“After 11 months of largely sitting alone in his room undergoing what the hospital called “Chair Therapy” (sit and think about your life) he left that hospital a broken teenager.”

Return on investment is a calculation that Special Investigations Units, health plans, CMS and others involved in program integrity have tried to define for many years. With different methodologies and definitions of criteria, it seems that everyone has a different approach to measuring their financial success at fighting fraud, waste and abuse.

Advize Health will be working with several payers and plans in the near future to create some common ground in this area but, frankly, in light of a recent Washington Post article titled “When I Was 15, a Psychiatric Hospital Nearly Ruined My Life. This Advice Saved Me.” (Alternative 1: MadInAmerica.com, Alternative 2: wvnews.com), any effort to define and calculate financial ROI pales in comparison to the true impact of rooting out healthcare fraud, waste and abuse.

The Post article was not about fraud; or even really about health care. It told the redemption story of a young person who spent 11 months in a locked psychiatric ward after his guidance counselor needlessly referred him for inpatient care in 1987.

After 11 months of largely sitting alone in his room undergoing what the hospital called “Chair Therapy” (sit and think about your life) he left that hospital a broken teenager. The article went on to explain how this young man rebuilt his life and found a lifestyle that makes him happy. It was a potential tragedy that evolved into a happy ending because of the spirit of the individual.

So, where does ROI come into play? Well, that psychiatric hospital was one of over 80 owned and operated by National Medical Enterprises (now Tenet Health). These hospitals, known collectively as the Psychiatric Institutes of America, were the subject of a national multi-agency Department of Justice investigation.

“I authored the affidavit for the warrant, and can, without a doubt, say that the story of that teenage boy highlighted in the Washington Post exemplifies the conduct and mindset of the hospital group.”

The allegations in this case were many but the central focus was the hospital chain paying kickbacks to Magistrates, physicians, guidance counselors, EAP counselors and others in return for referring patients to the hospital. Whether those patients needed hospitalization or not was not a concern. Other charges were related to stock manipulation, cost report fraud and tax fraud.

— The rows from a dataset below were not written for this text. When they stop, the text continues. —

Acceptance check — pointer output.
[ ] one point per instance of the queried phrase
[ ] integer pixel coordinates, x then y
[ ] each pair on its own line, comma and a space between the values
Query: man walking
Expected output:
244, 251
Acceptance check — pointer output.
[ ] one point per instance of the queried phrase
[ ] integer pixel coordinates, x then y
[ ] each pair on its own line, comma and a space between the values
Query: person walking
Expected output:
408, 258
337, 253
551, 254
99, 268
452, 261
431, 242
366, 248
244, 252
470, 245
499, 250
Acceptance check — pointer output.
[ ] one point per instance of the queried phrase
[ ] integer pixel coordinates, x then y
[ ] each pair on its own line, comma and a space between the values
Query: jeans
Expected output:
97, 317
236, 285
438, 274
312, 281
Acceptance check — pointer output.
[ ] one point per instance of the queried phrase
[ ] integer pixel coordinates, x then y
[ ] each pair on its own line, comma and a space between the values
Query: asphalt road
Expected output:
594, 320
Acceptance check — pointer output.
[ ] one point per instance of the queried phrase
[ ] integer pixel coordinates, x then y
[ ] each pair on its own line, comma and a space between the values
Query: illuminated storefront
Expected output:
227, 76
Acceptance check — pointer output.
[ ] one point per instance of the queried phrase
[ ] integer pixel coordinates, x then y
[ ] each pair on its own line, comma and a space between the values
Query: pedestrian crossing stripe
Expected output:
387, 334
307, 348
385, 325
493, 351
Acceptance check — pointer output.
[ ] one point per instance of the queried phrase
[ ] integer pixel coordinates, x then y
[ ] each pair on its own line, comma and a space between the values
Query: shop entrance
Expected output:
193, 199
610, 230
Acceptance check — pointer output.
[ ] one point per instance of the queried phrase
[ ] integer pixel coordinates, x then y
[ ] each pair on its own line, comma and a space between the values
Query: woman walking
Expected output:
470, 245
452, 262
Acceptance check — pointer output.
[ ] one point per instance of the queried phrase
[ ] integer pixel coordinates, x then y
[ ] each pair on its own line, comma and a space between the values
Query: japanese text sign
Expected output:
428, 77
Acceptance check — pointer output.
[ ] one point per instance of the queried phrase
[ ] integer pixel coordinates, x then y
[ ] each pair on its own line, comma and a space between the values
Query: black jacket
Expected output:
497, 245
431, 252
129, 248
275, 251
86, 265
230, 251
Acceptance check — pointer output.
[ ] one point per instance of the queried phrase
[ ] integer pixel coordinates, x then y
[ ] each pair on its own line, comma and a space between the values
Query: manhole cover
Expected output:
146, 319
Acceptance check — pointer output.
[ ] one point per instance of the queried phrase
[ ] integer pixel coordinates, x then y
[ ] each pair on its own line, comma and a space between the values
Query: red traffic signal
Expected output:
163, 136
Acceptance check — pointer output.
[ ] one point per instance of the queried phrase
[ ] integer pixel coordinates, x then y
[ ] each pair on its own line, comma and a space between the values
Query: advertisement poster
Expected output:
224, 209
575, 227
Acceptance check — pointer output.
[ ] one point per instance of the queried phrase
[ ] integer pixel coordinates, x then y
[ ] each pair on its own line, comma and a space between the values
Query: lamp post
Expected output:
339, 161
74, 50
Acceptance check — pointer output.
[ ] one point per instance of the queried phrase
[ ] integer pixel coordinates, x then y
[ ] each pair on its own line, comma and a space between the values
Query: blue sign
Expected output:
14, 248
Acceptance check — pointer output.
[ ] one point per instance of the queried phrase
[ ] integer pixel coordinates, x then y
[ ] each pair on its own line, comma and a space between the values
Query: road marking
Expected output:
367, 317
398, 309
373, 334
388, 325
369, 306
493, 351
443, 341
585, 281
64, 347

I was the HHS Office of Inspector General case agent assigned to the national case (others were assigned to cases against individual hospitals). As such, I worked with Agents from the FBI, DCIS, IRS, Postal Inspection Service and other agencies to gather the evidence that allowed us to execute several dozen simultaneous search warrants at the hospitals and the NME headquarters.

I authored the affidavit for the warrant, and can, without a doubt, say that the story of that teenage boy highlighted in the Washington Post exemplifies the conduct and mindset of the hospital group. The search warrant at the headquarters involved several hundred agents from in and around the DC area and lasted several days. The review of the evidence gathered from the search took several months. The effort was worth it.

The Department of Justice reached a global settlement with a subsidiary of NME that involved a guilty plea to several kickback and health care fraud counts and a then record $379 million civil settlement. Across the country there were guilty pleas and convictions of hospital administrators, referral sources and corporate officials.

All of those things can be considered ROI, but, to me, knowing that the work of these hundreds of agents and attorneys stopped this company from ever taking advantage of any more people like that young man in the article is the only return on investment that truly matters.

Protecting program funds is a wonderful and worthy endeavor but protecting the patients, members, beneficiaries and recipients from ruthless racketeers who value profit over the wellbeing of people is a vocation with an incalculable but endless return.